The months leading up to the race were hard for me. My world was being flipped upside down and there was nothing I could do about it. My parents got divorced, which led to the home I grew up in being sold. On top of moving out of my apartment for the race and selling most of my things, I had to go through everything I had ever owned to move out of my childhood home. This was no easy task, seeing as I apparently never threw anything away that had the least bit of sentimental value. It broke my heart to walk out of that house for the last time, and I left for the race with the mind set that I didn’t really have a home to return to after the race.

The good news is God has really opened up my heart and mind these past few months by redefining how I view home. At the end of my work days on the race, I found myself saying that I was heading home for the day. Home has been on multiple continents now. It has been on the floor of a church, a tent, a house, and a motel. I’ve felt at home sleeping on the floor, covered in dirt, without running water, and with cockroaches and rats roaming in my room. If you had told me a year ago that I would call these places home, I probably wouldn’t have believed you. I had always associated home with one house and with having physical comforts.

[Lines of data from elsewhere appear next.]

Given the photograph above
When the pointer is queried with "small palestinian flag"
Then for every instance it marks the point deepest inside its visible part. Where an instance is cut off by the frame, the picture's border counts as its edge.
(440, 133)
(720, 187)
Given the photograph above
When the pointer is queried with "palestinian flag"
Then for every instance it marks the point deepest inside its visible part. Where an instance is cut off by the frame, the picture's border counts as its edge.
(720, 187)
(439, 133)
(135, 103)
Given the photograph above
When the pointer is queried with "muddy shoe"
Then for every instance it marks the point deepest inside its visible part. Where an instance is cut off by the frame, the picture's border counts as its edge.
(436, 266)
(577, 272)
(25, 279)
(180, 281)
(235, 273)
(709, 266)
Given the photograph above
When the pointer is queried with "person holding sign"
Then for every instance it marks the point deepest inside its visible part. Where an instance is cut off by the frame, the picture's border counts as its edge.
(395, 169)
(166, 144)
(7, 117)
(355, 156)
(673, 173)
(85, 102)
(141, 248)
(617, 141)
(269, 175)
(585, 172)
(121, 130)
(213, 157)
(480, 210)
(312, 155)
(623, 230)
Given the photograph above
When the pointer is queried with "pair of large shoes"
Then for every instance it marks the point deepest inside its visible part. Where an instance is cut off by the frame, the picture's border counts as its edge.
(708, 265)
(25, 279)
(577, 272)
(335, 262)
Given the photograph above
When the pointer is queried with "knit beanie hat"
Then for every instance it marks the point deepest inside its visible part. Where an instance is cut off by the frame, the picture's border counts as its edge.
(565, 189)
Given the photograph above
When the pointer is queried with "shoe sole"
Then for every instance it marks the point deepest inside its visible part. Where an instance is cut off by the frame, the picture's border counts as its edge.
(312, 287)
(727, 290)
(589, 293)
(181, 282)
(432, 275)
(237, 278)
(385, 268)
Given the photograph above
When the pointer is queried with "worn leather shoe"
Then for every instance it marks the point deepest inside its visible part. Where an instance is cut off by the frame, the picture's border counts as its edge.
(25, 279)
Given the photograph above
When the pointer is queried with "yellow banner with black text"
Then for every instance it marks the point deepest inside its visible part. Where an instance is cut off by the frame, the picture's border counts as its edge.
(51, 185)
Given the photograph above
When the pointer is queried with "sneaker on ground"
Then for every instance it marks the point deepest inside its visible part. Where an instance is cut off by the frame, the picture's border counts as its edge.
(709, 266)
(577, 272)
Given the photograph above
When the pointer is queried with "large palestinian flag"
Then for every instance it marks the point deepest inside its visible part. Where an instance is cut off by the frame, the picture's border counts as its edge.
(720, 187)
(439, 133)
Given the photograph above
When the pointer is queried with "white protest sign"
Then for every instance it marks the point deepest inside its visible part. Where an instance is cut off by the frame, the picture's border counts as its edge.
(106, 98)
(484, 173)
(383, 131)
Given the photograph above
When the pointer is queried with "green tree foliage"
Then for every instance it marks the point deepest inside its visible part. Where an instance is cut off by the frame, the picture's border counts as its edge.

Saying yes to having Jesus in my life has taken me around the world and shown me that home isn’t just a house I grew up in. It doesn’t have to be somewhere that I’m physically comfortable. It’s where the people I love are, and where people I can give love to are. Every day my heart allows more people into it causing the list of people I love to continue to grow, and because of this, I’ve been able to feel at home in so many places. It has been challenging at times, but I’ve realized that the more I let God fill me up with love, the more love I have to give to those in the cities, villages, and towns that I’m living in. It makes it hard to leave each month, but I’m so thankful that He has shown me that as long as I have Him, He can make any place feel like home.